Recently, Manon Barbeau, the daughter of another member of the Automatistes, Marcel Barbeau, released a television documentary, which detailed how these artists as parents neglected their children in the pursuit of their own alleged selfish pursuits. However, Renee Borduas, the daughter of Paul-Emile Borduas has declared that she and her siblings blame Quebec society of the time for taking their father away from them. “When I lost Saint- Hilaire (Paul Borduas’s home town), I lost my relationship with the world, with a universe that I wouldn’t find anywhere else, that I had to re-invent.”

Quebec today is a modern, sophisticated province and the rate for common law marriages is the highest in Canada. This began with the Quiet Revolution of the 1960s, when conservative Catholicism lost its grip – different to the 1940’s, the province was parochial, patriarchal and authoritarian with the church dominating every aspect of this society, including the government, education, culture and the police.

The Automatistes, states Dennis Reid, were “the first glimmer that there could be a Quebec culture that was not at its core Catholic and in essence colonial.”

While the Automatistes did not express strong opinions on the fractious relationship between Quebec and largely English-speaking Canada, present day nationalists in the province have looked to them as precursors for their own movement.

There are others who state that the Automatistes’ manifesto had nothing to do with politics. But Dennis Reid suggests that the Refus Global’s plea for personal liberation was a dangerous sentiment in the Quebec of the late 1940s. Also, the treatment of Borduas and his colleagues demonstrates that their statements had political ramifications.
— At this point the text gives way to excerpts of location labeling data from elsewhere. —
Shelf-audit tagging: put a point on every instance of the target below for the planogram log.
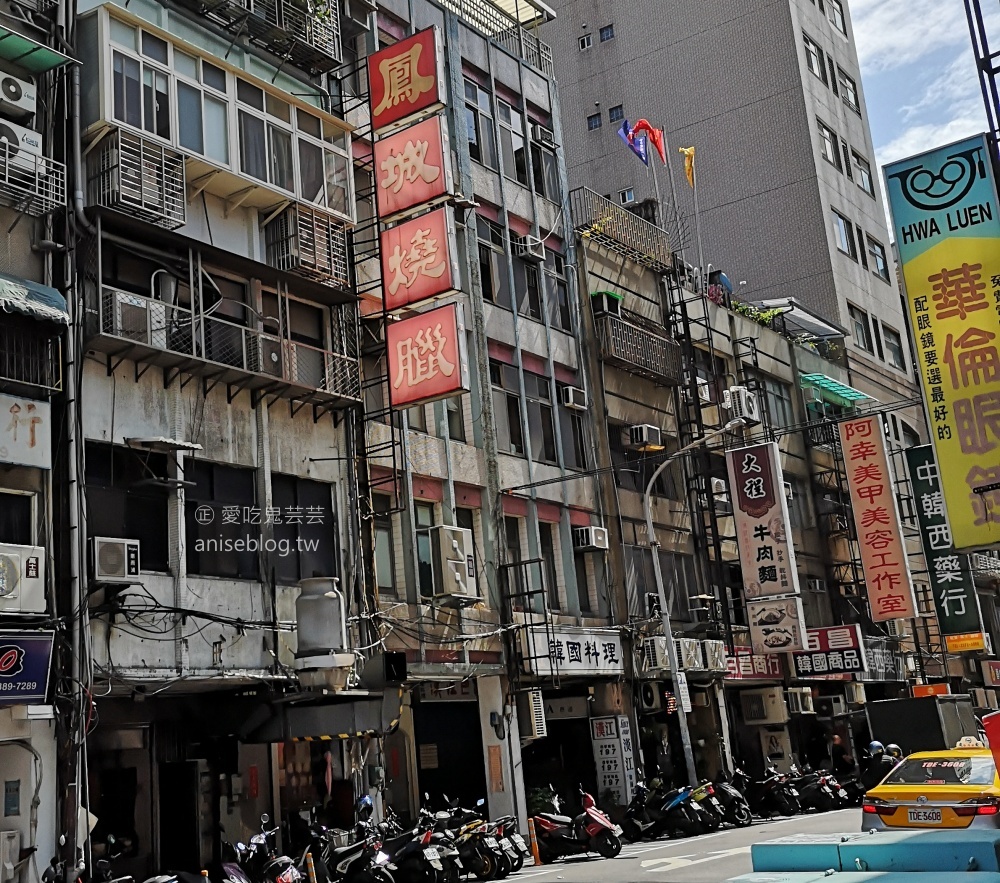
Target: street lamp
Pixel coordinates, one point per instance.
(658, 575)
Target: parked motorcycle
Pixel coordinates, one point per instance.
(591, 831)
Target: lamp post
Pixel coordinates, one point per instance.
(658, 575)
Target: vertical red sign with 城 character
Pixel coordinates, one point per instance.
(876, 518)
(412, 168)
(427, 357)
(418, 260)
(407, 79)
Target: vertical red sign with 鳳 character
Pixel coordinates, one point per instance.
(407, 78)
(880, 536)
(418, 260)
(412, 167)
(427, 357)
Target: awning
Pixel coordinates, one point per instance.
(833, 390)
(32, 299)
(325, 719)
(29, 54)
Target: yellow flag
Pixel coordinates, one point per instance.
(688, 163)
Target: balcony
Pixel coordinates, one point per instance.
(139, 178)
(33, 184)
(30, 357)
(602, 221)
(639, 350)
(291, 29)
(177, 338)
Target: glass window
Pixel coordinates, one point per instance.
(894, 347)
(844, 235)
The stance of the Automatistes was simply another manifestation in North America and Europe of literary, artistic and political movements in this century which have questioned the traditional relationship of the individual person and the society, adds Reid. He notes that the Quebec painters were heavily influenced by the French Surrealists.

Refus Global has largely been unread since 400s copies were mimeographed and produced in 1948, but quotes from the manifesto were on display along with the paintings in the Montreal showcase of the Automatistes’ work.

“It suggests a co-relation that I think is not immediately evident. Certainly not to the untutored visitor,” says Reid. In the late 90’s the Automatists are still an interesting artistic phenomenon, but their political bite appears to have been lost.

Pierre Gauvreau, one of the artists of the group still living here, is upset that a tobacco manufacturer is sponsoring the current Montreal show. “It makes me sick,” he said in a recent TV appearance.